An exceptional thought ( 2014-06-27 )
I was just reading my ruby book, wondering about functions and blocks and the like, as one does when implementing a vm. Actually the topic i was struggling with was receivers, the pesty self, when i got the exception.
And while they say two steps forward, one step back, this goes the other way around.
One step back
As I just learnt assembler, it is the first time i am really considering how functions are implemented, and how the stack is used in that. Sure i heard about it, but the details were vague.
Off course a function must know where to return to. I mean the memory-address, as this can’t very well be fixed at compile time. In effect this must be passed to the function. But as programmers we don’t want to have to do that all the time and so it is passed implicitly.
The missing link
The arm architecture makes this nicely explicit. There, a call is actually called branch with link. This almost rubbed me for a while as it struck me as an exceedingly bad name. Until i “got it”, that is. The link is the link back, well that was simple. But the thing is that the “link” is put into the link register.
This never struck me as meaningful, until now. Off course it means that “leaf” functions do not need to touch it. Leaf functions are functions that do not call other functions, though they may do syscalls as the kernel restores all registers. In other cpu’s the return address is pushed on the stack, but in arm you have to do that yourself. Or not and save the instruction if you’re so inclined.
The hidden argument
But the point here is, that this makes it very explicit. The return address is in effect just another argument. It usually gets passed automatically by compiler generated code, but never the less. It is an argument.

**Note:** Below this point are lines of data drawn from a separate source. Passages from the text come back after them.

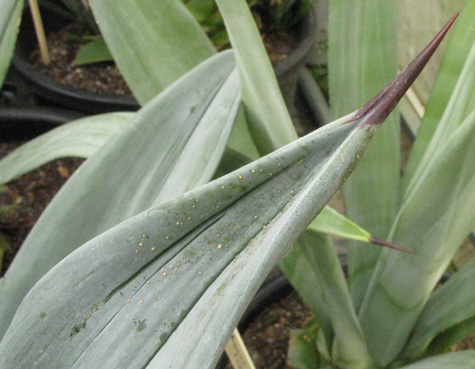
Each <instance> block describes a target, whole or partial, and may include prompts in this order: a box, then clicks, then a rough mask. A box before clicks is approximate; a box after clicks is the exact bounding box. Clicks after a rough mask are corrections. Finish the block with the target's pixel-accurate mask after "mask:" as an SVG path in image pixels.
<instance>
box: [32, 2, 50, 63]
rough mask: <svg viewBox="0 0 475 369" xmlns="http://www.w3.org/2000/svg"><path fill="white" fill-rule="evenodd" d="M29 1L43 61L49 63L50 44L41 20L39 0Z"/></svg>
mask: <svg viewBox="0 0 475 369" xmlns="http://www.w3.org/2000/svg"><path fill="white" fill-rule="evenodd" d="M28 2H29V4H30V11H31V16H32V17H33V24H34V25H35V32H36V38H37V39H38V45H39V46H40V53H41V58H42V59H43V63H45V64H49V63H50V62H51V59H50V57H49V51H48V44H47V43H46V36H45V30H44V28H43V22H42V21H41V15H40V8H39V7H38V2H37V0H28Z"/></svg>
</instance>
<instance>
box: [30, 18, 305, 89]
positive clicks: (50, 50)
mask: <svg viewBox="0 0 475 369" xmlns="http://www.w3.org/2000/svg"><path fill="white" fill-rule="evenodd" d="M87 36H90V34H89V33H88V31H87V30H84V29H82V28H81V27H79V26H78V25H76V24H69V25H67V26H66V27H64V28H63V29H61V30H60V31H58V32H51V33H49V34H48V36H47V43H48V48H49V52H50V57H51V63H50V64H48V65H45V64H44V63H43V61H42V59H41V56H40V51H39V50H38V49H36V50H34V51H33V52H32V53H31V54H30V56H29V61H30V62H31V63H32V65H34V66H35V67H36V68H38V70H39V71H41V72H42V73H44V74H46V75H48V76H50V77H51V78H53V79H54V80H56V81H57V82H59V83H61V84H64V85H68V86H72V87H75V88H78V89H83V90H86V91H89V92H94V93H98V94H108V95H126V96H131V95H132V92H131V91H130V89H129V87H128V86H127V84H126V82H125V80H124V79H123V77H122V75H121V74H120V71H119V69H118V68H117V66H116V65H115V63H114V62H113V61H111V62H101V63H94V64H86V65H81V66H76V65H75V64H74V63H73V61H74V58H75V57H76V55H77V53H78V51H79V49H80V47H81V45H82V44H83V42H81V39H84V38H85V37H87ZM263 38H264V44H265V46H266V49H267V52H268V54H269V58H270V60H271V62H272V64H273V65H276V64H278V63H279V62H280V61H282V60H283V59H285V58H286V57H287V56H288V55H289V54H290V53H291V52H292V50H293V49H294V48H295V47H296V38H295V36H294V35H292V34H290V33H284V32H282V33H278V34H275V33H274V34H269V35H266V34H264V35H263Z"/></svg>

The “step back” is to make this argument explicit in the vm code. Thus making it’s handling, ie passing or saving explicit too. And thus having less magic going on, because you can’t understand magic (you gotta believe it).
Two steps forward
And so the thrust becomes clear i hope. We are talking about exceptions after all.
Because to those who have not read the windows calling convention on exception handling or even heard of the dwarf specification thereof, i say don’t. It melts the brain. You have to be so good at playing computer in your head, it’s not healthy.

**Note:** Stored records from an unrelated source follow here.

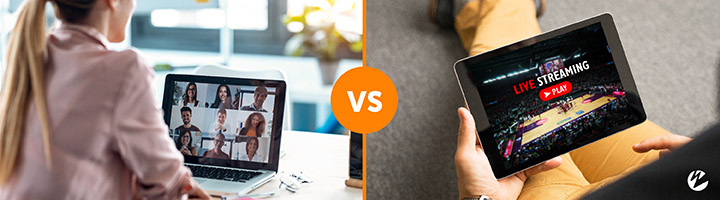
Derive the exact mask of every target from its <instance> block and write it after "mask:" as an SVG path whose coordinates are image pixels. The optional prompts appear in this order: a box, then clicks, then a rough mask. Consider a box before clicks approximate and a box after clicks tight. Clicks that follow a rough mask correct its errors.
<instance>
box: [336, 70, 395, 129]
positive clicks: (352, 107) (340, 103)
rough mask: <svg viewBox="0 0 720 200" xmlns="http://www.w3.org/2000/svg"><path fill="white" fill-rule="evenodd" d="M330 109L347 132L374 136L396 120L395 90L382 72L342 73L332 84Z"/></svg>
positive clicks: (392, 82) (389, 80)
mask: <svg viewBox="0 0 720 200" xmlns="http://www.w3.org/2000/svg"><path fill="white" fill-rule="evenodd" d="M330 105H331V106H332V110H333V114H335V118H337V120H338V121H339V122H340V124H342V125H343V126H344V127H345V128H347V129H348V130H351V131H353V132H358V133H373V132H377V131H379V130H380V129H382V128H383V127H385V126H386V125H387V124H388V123H390V120H392V118H393V116H395V111H397V105H398V96H397V90H396V89H395V84H393V82H392V80H390V78H389V77H388V76H387V75H385V73H383V72H382V71H380V70H378V69H375V68H372V67H358V68H354V69H351V70H349V71H347V72H345V73H344V74H343V75H342V76H340V78H339V79H338V80H337V81H336V82H335V86H333V91H332V95H331V97H330Z"/></svg>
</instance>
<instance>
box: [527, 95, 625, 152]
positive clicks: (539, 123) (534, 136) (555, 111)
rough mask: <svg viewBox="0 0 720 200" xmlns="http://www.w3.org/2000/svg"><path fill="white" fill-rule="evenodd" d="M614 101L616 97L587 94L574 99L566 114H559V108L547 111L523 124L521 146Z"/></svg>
mask: <svg viewBox="0 0 720 200" xmlns="http://www.w3.org/2000/svg"><path fill="white" fill-rule="evenodd" d="M614 99H615V97H612V96H603V95H594V94H585V95H583V96H582V97H578V98H575V99H573V100H572V102H573V104H574V106H573V107H572V108H571V109H570V110H568V111H567V112H565V113H558V112H560V110H559V109H558V107H555V108H552V109H550V110H547V111H545V112H543V113H542V114H540V115H538V116H535V117H534V118H533V119H531V120H528V121H525V122H524V123H523V124H522V127H521V128H520V129H521V134H522V143H521V145H525V144H526V143H528V142H530V141H533V140H534V139H535V138H538V137H540V136H542V135H544V134H545V133H548V132H550V131H552V130H554V129H556V128H559V127H562V126H563V125H565V124H567V123H569V122H571V121H573V120H574V119H577V118H579V117H581V116H583V115H585V114H588V113H590V112H592V111H593V110H595V109H596V108H599V107H601V106H602V105H605V104H607V103H609V102H610V101H612V100H614ZM528 129H529V130H528ZM523 132H524V133H523Z"/></svg>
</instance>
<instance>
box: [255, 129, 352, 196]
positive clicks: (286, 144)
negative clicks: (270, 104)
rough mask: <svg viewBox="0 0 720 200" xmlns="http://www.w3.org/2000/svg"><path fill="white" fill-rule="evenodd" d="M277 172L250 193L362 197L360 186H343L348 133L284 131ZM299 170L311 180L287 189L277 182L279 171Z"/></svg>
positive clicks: (347, 161)
mask: <svg viewBox="0 0 720 200" xmlns="http://www.w3.org/2000/svg"><path fill="white" fill-rule="evenodd" d="M280 145H281V148H282V149H284V150H285V152H286V154H285V156H283V157H282V158H280V166H279V169H278V173H279V174H278V176H276V177H275V178H273V179H272V180H271V181H270V182H268V183H266V184H265V185H263V186H261V187H260V188H258V189H256V190H254V191H252V192H251V193H250V194H257V193H267V192H274V193H275V195H274V196H273V197H272V198H270V199H362V189H358V188H351V187H347V186H345V180H346V179H347V177H348V162H349V161H348V160H349V151H350V146H349V145H350V137H348V136H347V135H330V134H320V133H312V132H300V131H284V132H283V136H282V142H281V144H280ZM291 171H302V172H303V173H304V174H305V175H307V176H308V177H310V179H312V180H313V182H312V183H304V184H302V187H301V188H300V189H299V190H298V191H297V192H296V193H291V192H289V191H287V190H285V189H284V188H278V186H280V180H279V175H280V174H281V173H282V172H291Z"/></svg>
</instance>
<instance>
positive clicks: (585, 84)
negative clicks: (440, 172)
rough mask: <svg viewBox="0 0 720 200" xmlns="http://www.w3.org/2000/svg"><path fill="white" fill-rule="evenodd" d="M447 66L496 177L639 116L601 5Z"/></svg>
mask: <svg viewBox="0 0 720 200" xmlns="http://www.w3.org/2000/svg"><path fill="white" fill-rule="evenodd" d="M454 68H455V75H456V76H457V79H458V83H459V84H460V88H461V90H462V93H463V96H464V98H465V104H466V107H467V108H468V109H469V110H470V112H471V113H472V114H473V116H474V117H475V122H476V126H477V131H478V138H479V140H480V142H481V143H482V146H483V150H484V152H485V154H486V155H487V157H488V160H489V161H490V165H491V167H492V169H493V173H494V174H495V177H496V178H498V179H499V178H503V177H506V176H509V175H512V174H514V173H517V172H519V171H522V170H524V169H527V168H529V167H532V166H535V165H537V164H540V163H542V162H544V161H546V160H549V159H552V158H554V157H556V156H559V155H562V154H565V153H568V152H570V151H572V150H574V149H577V148H580V147H582V146H585V145H587V144H590V143H592V142H595V141H598V140H600V139H602V138H604V137H607V136H610V135H612V134H614V133H617V132H619V131H622V130H624V129H627V128H629V127H632V126H634V125H637V124H639V123H641V122H643V121H645V119H646V115H645V111H644V110H643V107H642V103H641V101H640V97H639V95H638V91H637V88H636V87H635V82H634V81H633V78H632V75H631V73H630V67H629V66H628V63H627V59H626V58H625V54H624V52H623V49H622V45H621V44H620V38H619V37H618V34H617V30H616V28H615V25H614V22H613V19H612V16H611V15H610V14H607V13H605V14H601V15H599V16H596V17H592V18H590V19H587V20H583V21H580V22H577V23H575V24H571V25H568V26H565V27H562V28H559V29H555V30H552V31H550V32H546V33H543V34H540V35H537V36H534V37H531V38H528V39H525V40H522V41H519V42H516V43H513V44H510V45H507V46H504V47H500V48H497V49H494V50H491V51H488V52H485V53H482V54H479V55H475V56H472V57H468V58H464V59H462V60H459V61H457V62H456V63H455V66H454ZM598 153H603V152H598Z"/></svg>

Instead, we make things simple and explicit. An exception is after all just a different way for a function to return. So we need an address for it to return too.
And as we have just made the normal return address an explicit argument, we just make the exception return address and argument too. And presto.
Even just the briefest of considerations of how we generate those exception return addresses (landing pads? what a strange name), leads to the conclusion that if a function does not do any exception handling, it just passes the same address on, that it got itself. Thus a generated exception would jump clear over such a function.
Since we have now got the exceptions to be normal code (alas with an exceptional name :-)) control flow to and from it becomes quite normal too.
To summarize each function has now a minimum of three arguments: the self, the return address and the exception address.
We have indeed taken a step forward.